Boras had good reason. Bellinger, 27, batted .203 with a .648 on-base-plus-slugging percentage over the last three seasons, but he was named National League MVP the year before. He's a former rookie of the year and a two-time All-Star. He has a Gold Glove and Silver Slugger in his trophy case. He became a fan favorite in Los Angeles over six seasons, helping them reach the postseason every year and win a World Series title in 2020.

But the Dodgers determined paying Bellinger $18 million, the salary projected via arbitration, was too much. They decided releasing the center fielder with the hopes of re-signing him for much cheaper was better than paying that price.

Boras said he met with Andrew Friedman, the Dodgers' president of baseball operations, during the winter meetings the first week of December. Friedman explained not tendering Bellinger a contract was an "economic decision" and they were open to re-signing him at a lower price.

Boras said 11 teams contacted him regarding Bellinger the day he was let go. Bellinger eventually agreed on a one-year contract worth $17.5 million guaranteed with the Cubs during the winter meetings.

"We felt like there was a lot of upside there," Cubs general manager Carter Hawkins said. "When you see someone that actually played at that level before, it's a lot easier to project that he could get back to it than someone who never has."

The Dodgers will enter the 2023 season with uncertainty in center field after losing out on free agent Kevin Kiemaier. Jason Heyward, Chris Taylor and Trayce Thompson are candidates to split time there.

"The marketplace was very different as to what the Dodgers thought Cody's value was," Boras said.

Bellinger's production tumbled during the pandemic-shortened 2020 season after winning the MVP award. He then dislocated his shoulder during the National League Championship Series. The injury required surgery in November, which, by all accounts, sapped his strength in 2021.

Landing on the injured list three times — he fractured his fibula, dealt with hamstring tightness, and broke a rib — limited him to 95 games. He batted .165 with a .542 OPS, but the Dodgers still believed in his talent.

The numbers improved in 2022 but not by much. He hit .210 with a .654 OPS in 144 games. He was relegated to a platoon — not starting against left-handed pitchers — by September. The demotion took another step with the season on the line in Game 4 of the National League Division Series when he was benched against San Diego Padres right-hander Joe Musgrove.

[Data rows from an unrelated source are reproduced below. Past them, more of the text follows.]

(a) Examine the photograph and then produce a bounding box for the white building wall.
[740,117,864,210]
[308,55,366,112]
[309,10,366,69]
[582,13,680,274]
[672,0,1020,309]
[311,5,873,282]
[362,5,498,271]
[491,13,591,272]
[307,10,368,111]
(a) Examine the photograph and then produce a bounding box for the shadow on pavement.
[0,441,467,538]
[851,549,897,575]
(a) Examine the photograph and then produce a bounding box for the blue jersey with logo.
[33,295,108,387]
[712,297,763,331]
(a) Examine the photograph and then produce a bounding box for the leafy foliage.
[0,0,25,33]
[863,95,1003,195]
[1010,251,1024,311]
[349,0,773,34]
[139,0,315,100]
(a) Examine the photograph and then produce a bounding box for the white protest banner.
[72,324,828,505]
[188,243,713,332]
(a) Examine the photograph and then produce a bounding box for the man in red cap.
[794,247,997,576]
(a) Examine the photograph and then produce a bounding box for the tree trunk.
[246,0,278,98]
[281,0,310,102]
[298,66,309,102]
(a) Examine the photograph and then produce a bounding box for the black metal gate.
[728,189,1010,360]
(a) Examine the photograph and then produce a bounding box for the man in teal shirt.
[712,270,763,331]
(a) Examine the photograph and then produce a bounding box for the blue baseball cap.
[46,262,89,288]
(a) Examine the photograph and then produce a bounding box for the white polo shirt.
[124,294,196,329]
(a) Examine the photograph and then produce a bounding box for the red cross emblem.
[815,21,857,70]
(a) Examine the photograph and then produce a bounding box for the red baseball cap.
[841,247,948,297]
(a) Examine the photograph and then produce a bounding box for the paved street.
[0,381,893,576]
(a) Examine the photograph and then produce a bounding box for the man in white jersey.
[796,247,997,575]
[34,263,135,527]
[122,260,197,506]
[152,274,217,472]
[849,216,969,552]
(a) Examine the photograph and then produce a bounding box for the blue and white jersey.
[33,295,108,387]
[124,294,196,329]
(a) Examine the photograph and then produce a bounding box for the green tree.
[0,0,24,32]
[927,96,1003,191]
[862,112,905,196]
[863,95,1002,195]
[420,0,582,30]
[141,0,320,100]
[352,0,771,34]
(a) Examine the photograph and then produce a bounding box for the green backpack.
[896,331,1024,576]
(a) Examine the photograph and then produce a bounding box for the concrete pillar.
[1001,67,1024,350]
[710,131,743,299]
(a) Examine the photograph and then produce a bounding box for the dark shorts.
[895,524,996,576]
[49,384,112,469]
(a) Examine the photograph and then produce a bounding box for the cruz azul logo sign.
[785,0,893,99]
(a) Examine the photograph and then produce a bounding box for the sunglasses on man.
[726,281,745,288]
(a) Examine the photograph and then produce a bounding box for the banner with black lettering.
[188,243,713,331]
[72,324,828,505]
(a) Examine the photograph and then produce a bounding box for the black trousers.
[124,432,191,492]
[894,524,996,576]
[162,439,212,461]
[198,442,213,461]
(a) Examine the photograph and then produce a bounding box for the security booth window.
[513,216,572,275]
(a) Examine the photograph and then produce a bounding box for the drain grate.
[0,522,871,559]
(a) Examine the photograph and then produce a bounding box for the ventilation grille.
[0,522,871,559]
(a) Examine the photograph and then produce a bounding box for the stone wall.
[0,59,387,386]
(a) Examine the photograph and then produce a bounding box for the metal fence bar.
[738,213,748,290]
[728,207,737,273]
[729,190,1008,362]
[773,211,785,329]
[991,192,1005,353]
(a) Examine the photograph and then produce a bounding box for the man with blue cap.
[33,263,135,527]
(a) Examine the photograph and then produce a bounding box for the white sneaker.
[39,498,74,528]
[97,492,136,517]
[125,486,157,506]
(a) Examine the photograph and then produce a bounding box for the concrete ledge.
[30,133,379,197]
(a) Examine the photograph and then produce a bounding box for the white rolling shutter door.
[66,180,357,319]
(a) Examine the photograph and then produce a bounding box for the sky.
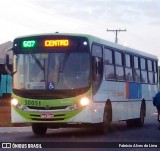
[0,0,160,62]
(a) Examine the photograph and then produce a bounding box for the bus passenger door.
[92,44,103,94]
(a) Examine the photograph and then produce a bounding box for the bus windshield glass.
[13,52,90,91]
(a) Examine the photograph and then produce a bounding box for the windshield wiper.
[57,53,70,83]
[59,53,70,73]
[31,54,45,71]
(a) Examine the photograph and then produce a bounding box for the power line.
[107,28,127,43]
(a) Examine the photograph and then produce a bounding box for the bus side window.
[140,58,148,83]
[147,59,154,84]
[133,56,140,82]
[115,51,125,81]
[104,48,116,80]
[125,54,133,82]
[153,61,158,84]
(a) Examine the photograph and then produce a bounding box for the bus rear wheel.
[32,123,47,135]
[126,102,145,127]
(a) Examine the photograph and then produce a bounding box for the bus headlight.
[11,98,18,106]
[11,98,27,111]
[80,97,90,107]
[66,97,90,111]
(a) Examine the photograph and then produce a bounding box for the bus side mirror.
[5,48,13,75]
[95,57,103,75]
[92,57,103,80]
[6,54,10,66]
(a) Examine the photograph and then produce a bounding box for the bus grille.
[27,106,68,110]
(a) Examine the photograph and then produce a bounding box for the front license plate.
[41,114,54,119]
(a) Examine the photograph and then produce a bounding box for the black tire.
[98,104,112,134]
[32,123,47,136]
[126,119,135,128]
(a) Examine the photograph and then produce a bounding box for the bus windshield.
[13,52,90,91]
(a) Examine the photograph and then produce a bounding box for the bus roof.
[14,33,158,60]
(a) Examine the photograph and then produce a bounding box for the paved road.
[0,103,160,151]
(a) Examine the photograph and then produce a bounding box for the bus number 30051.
[24,100,41,106]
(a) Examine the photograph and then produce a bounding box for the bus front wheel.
[32,123,47,135]
[98,104,112,134]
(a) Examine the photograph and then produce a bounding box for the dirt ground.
[0,95,12,126]
[0,95,30,127]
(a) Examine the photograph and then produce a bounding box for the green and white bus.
[5,33,158,135]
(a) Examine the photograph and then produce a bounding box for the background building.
[0,41,13,96]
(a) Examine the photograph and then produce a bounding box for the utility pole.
[107,28,127,43]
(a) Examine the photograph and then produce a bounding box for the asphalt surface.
[0,127,31,133]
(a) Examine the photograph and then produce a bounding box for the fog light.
[80,97,90,106]
[11,98,18,106]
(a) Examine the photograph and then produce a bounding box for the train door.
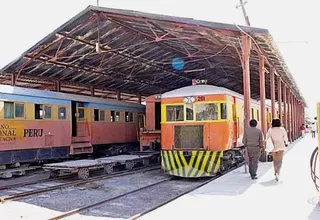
[71,101,77,137]
[76,102,89,137]
[71,101,89,137]
[155,102,161,130]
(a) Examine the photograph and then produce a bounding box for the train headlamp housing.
[183,96,195,104]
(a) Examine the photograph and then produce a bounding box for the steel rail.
[0,165,160,203]
[48,177,173,220]
[49,162,245,220]
[129,162,245,219]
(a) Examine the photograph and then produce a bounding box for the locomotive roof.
[162,84,245,99]
[161,84,273,106]
[0,84,145,109]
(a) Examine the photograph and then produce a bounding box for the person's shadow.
[259,179,283,187]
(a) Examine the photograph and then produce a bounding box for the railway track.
[0,165,160,203]
[48,162,245,220]
[48,177,173,220]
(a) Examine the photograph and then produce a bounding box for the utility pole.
[236,0,251,26]
[97,0,100,6]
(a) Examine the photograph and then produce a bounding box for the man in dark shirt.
[242,119,264,179]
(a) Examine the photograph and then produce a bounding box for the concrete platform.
[139,135,320,220]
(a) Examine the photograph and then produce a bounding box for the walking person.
[265,119,289,182]
[242,119,264,180]
[311,123,316,138]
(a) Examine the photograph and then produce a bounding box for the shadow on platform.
[188,137,303,197]
[308,202,320,220]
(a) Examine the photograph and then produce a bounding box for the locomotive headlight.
[183,96,195,103]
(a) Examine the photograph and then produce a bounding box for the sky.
[0,0,319,117]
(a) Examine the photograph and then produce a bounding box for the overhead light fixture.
[95,42,101,53]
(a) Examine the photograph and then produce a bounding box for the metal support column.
[55,80,61,92]
[11,73,16,86]
[277,76,282,120]
[90,86,95,97]
[138,94,142,104]
[241,35,251,173]
[317,103,320,201]
[259,55,266,135]
[259,55,267,162]
[293,97,296,139]
[290,91,295,141]
[270,67,276,118]
[117,91,121,101]
[241,35,251,128]
[287,89,292,142]
[283,84,287,130]
[296,99,301,138]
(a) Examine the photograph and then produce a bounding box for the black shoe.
[251,176,258,180]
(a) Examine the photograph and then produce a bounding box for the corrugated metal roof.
[0,5,306,106]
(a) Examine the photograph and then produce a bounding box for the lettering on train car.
[0,124,17,141]
[197,96,206,101]
[23,129,43,137]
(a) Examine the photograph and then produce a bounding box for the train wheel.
[50,171,59,178]
[142,159,149,166]
[125,161,134,170]
[104,164,114,174]
[78,168,90,180]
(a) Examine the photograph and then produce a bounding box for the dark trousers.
[312,131,316,138]
[247,147,261,177]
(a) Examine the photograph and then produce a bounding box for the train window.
[58,106,66,120]
[78,108,84,121]
[251,108,254,119]
[99,110,105,121]
[257,110,260,121]
[115,111,120,122]
[125,112,133,122]
[35,104,43,119]
[166,105,184,122]
[220,103,227,120]
[185,103,194,121]
[195,103,218,121]
[15,103,24,118]
[110,111,115,122]
[94,109,99,121]
[4,102,14,119]
[44,106,52,119]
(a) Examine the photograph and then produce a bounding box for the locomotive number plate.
[197,96,206,101]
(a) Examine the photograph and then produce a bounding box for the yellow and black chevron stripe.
[161,150,223,178]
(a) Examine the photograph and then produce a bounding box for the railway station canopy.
[0,6,306,104]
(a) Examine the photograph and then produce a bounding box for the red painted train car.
[0,85,145,167]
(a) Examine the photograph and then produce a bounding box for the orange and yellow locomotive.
[140,80,277,177]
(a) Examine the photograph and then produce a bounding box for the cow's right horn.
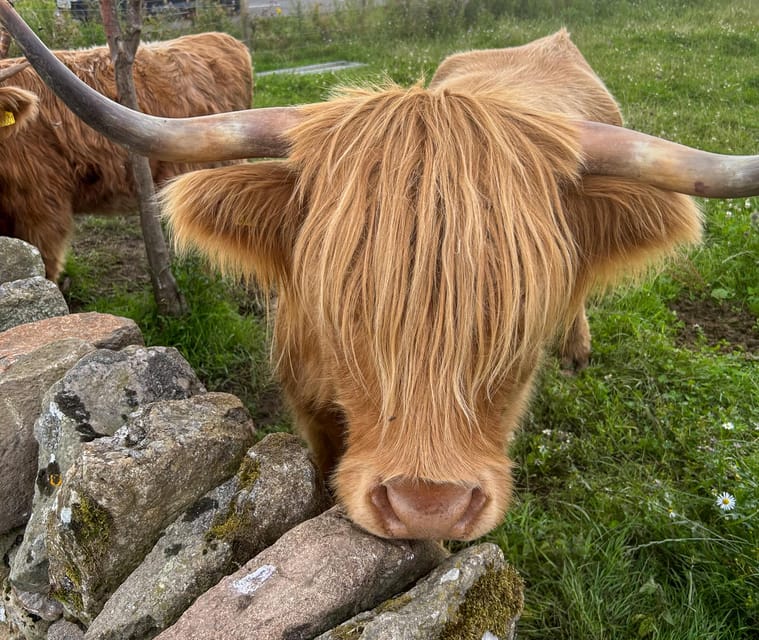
[0,0,300,161]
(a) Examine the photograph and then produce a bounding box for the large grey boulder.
[0,237,45,284]
[0,312,143,374]
[155,506,448,640]
[85,433,331,640]
[0,339,95,535]
[0,277,68,332]
[46,393,256,624]
[319,543,523,640]
[10,346,205,594]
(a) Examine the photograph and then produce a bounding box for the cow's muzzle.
[369,479,487,540]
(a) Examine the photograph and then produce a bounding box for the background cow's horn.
[0,59,30,82]
[0,0,299,161]
[580,120,759,198]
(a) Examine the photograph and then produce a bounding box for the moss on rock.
[50,563,85,612]
[236,455,260,491]
[439,563,524,640]
[206,506,247,544]
[327,623,365,640]
[204,455,260,550]
[70,493,112,551]
[373,592,414,615]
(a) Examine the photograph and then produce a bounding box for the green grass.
[43,0,759,637]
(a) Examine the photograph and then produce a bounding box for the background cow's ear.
[564,176,702,293]
[0,87,39,141]
[161,162,302,288]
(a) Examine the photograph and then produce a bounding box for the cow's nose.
[369,479,487,540]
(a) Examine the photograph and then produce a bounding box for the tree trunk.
[0,0,11,57]
[99,0,186,316]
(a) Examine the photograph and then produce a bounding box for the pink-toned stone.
[0,312,143,374]
[155,507,448,640]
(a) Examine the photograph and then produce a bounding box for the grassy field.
[18,0,758,637]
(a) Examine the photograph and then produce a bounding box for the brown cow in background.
[0,31,251,279]
[7,17,758,541]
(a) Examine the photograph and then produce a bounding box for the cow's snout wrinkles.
[370,479,487,540]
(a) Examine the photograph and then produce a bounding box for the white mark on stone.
[482,632,501,640]
[440,568,460,583]
[0,604,6,622]
[232,564,276,596]
[60,507,72,524]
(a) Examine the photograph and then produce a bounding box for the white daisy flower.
[715,492,736,511]
[722,422,735,431]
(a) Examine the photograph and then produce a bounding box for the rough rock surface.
[0,237,45,283]
[0,277,68,333]
[1,528,24,583]
[155,506,448,640]
[319,543,523,640]
[46,393,256,624]
[85,432,331,640]
[82,479,239,640]
[47,619,85,640]
[0,338,95,535]
[203,432,333,561]
[1,582,64,640]
[0,313,143,374]
[9,345,206,594]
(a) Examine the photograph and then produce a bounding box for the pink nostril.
[369,479,486,539]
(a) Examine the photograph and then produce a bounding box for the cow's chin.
[333,451,513,541]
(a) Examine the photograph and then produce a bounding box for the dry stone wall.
[0,236,523,640]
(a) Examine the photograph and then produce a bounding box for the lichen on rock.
[439,563,524,640]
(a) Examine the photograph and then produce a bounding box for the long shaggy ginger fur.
[161,30,701,540]
[0,32,251,279]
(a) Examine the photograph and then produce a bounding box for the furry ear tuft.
[565,176,702,297]
[160,162,302,288]
[0,87,39,141]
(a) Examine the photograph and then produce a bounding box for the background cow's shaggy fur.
[0,32,252,280]
[162,30,701,540]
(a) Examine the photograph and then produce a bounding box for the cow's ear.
[0,87,39,141]
[161,161,301,288]
[565,176,702,292]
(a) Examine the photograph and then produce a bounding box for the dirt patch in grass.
[64,215,151,311]
[670,295,759,355]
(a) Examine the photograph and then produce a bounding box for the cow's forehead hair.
[286,83,582,427]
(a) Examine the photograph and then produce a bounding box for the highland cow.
[6,10,757,541]
[0,31,251,279]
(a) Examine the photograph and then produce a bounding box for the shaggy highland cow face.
[156,77,704,540]
[272,86,585,540]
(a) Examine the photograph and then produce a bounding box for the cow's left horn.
[0,0,300,161]
[580,121,759,198]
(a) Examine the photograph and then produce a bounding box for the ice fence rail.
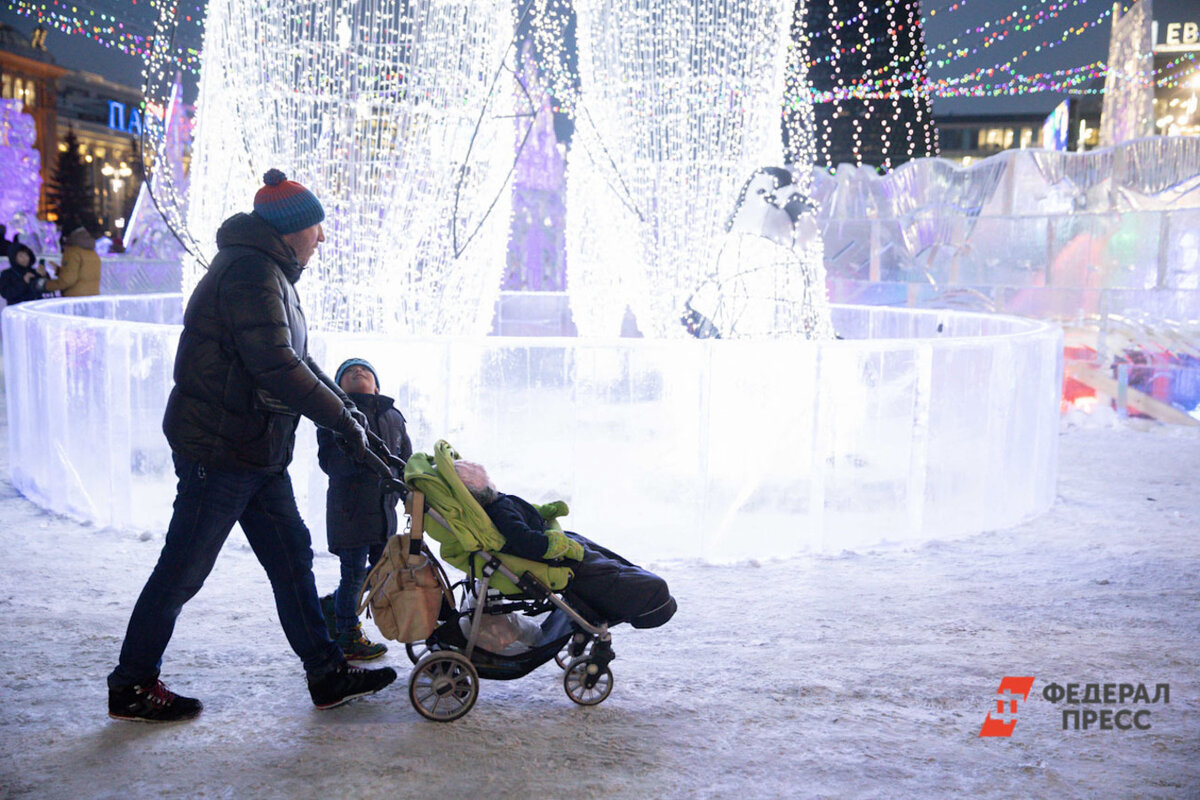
[2,295,1061,560]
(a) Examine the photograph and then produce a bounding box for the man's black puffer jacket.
[163,212,354,472]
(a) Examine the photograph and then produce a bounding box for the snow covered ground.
[0,364,1197,799]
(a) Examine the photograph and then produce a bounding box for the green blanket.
[403,440,575,594]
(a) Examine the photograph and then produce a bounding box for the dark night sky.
[924,0,1197,115]
[2,0,1195,117]
[2,5,153,83]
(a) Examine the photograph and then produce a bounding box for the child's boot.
[336,624,388,661]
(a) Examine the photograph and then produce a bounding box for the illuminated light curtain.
[186,0,513,335]
[563,0,805,338]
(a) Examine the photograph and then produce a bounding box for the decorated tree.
[799,0,938,170]
[47,128,97,231]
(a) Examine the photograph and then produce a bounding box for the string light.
[922,0,1109,68]
[15,1,1191,111]
[7,0,205,74]
[183,0,515,335]
[803,0,938,170]
[559,0,828,339]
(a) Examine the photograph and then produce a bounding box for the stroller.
[360,438,625,722]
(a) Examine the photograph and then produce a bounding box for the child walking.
[317,358,413,660]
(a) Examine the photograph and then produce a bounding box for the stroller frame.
[361,442,618,722]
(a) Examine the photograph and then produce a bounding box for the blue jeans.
[331,544,384,633]
[108,454,345,688]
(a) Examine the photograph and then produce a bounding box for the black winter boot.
[307,663,397,709]
[109,680,203,723]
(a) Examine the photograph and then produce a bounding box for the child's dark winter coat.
[316,391,412,551]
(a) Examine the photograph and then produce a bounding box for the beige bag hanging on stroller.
[357,491,453,643]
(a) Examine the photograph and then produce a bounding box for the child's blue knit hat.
[335,358,380,388]
[253,169,325,235]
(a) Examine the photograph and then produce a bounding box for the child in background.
[1,237,47,306]
[317,358,413,660]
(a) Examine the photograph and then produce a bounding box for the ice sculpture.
[0,100,42,230]
[814,137,1200,221]
[2,295,1062,560]
[809,137,1200,418]
[1100,0,1155,147]
[563,0,807,337]
[185,0,514,335]
[684,167,833,339]
[811,138,1200,295]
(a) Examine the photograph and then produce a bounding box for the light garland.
[803,0,938,170]
[185,0,514,335]
[562,0,828,339]
[7,0,205,74]
[15,1,1188,108]
[922,0,1108,68]
[129,0,198,259]
[925,4,1117,80]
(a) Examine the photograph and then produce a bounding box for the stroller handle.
[357,432,410,495]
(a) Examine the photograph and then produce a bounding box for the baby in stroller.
[395,441,676,721]
[454,459,677,631]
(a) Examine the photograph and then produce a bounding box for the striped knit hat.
[253,169,325,235]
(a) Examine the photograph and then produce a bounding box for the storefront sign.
[107,101,143,136]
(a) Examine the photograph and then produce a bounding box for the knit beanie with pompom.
[252,169,325,235]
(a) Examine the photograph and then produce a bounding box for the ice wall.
[99,258,184,296]
[811,138,1200,416]
[3,295,1060,560]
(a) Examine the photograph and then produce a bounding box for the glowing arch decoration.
[186,0,515,335]
[561,0,826,339]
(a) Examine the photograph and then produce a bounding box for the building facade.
[935,99,1104,165]
[0,22,66,218]
[57,69,144,240]
[0,21,144,240]
[1153,12,1200,137]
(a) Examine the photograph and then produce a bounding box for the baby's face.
[455,460,494,493]
[14,251,31,268]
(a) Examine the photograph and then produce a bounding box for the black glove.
[335,414,369,462]
[348,406,369,431]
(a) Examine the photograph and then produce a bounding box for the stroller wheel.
[409,651,479,722]
[563,657,613,706]
[554,632,589,669]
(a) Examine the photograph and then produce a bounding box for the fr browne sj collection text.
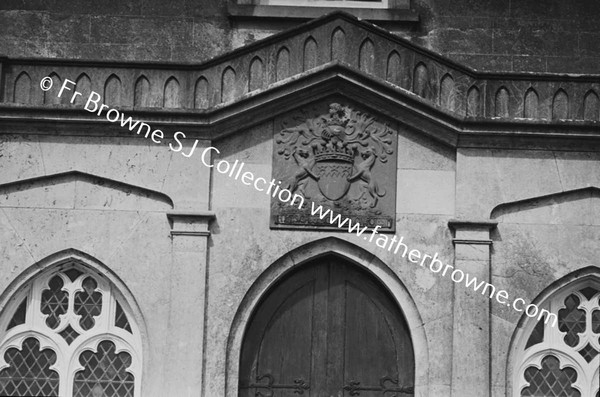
[43,77,202,157]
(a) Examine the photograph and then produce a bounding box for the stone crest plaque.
[271,101,397,232]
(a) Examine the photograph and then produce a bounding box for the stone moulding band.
[166,211,216,237]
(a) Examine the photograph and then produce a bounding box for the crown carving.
[313,144,354,163]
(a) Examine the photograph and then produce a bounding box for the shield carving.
[315,160,353,201]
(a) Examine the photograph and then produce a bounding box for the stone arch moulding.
[0,170,175,210]
[505,266,600,397]
[490,186,600,223]
[225,236,429,397]
[0,248,149,396]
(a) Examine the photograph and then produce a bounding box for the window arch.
[512,273,600,397]
[0,259,142,397]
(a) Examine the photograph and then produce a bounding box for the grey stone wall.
[417,0,600,73]
[2,0,600,73]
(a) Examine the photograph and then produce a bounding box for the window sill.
[227,4,419,22]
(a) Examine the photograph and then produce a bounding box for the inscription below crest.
[271,102,397,232]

Cubs officials said Bellinger will play every day in center field. Their focus is on two areas: his health, which they believe will produce more consistent mechanics.

"I think all of those things are intertwined," Hawkins said. "It's always something at the lower end of the chain that affects something on the upper end of the chain. The body's a system. The swing is a system. And you can't do one thing without affecting the other."

Bellinger spent time during offseason training with former major league player Matt Holliday and his son Jackson — the top overall pick in last year's draft — at Oklahoma State before signing with Chicago. Cubs hitting coach Dustin Kelly, who previously worked in the Dodgers organization, said he began working with Bellinger at the Cubs' complex in Arizona two days after he signed.

"Gold Glove, rookie of the year, MVP, to have that at 27, we were all like, 'Wow, this is going to be awesome,'" Kelly said. "And it's been great. He's been open to everything we've kind of thrown at him. And then he's had some great ideas of his own that we've started to incorporate a little bit more with some of his training."

Hoyer said the club has emphasized Bellinger being more of an athlete in the batter's box and focusing less on adjustments.

"The Dodgers are really good at what they do," Cubs president of baseball operations Jed Hoyer said, "but sometimes getting a guy out of a certain environment can really help."

Cubs manager David Ross acknowledged Bellinger has a point to prove before hitting free agency again. Maybe his days as an MVP candidate are over. But there's plenty of room between his monster 2019 season and his production over the last three years. Millions of dollars are at stake.

The trial launched Saturday with a blunder over the sound system before the public address announcer got the number right for his next at-bat. It's the kind of rebound Bellinger needs, too.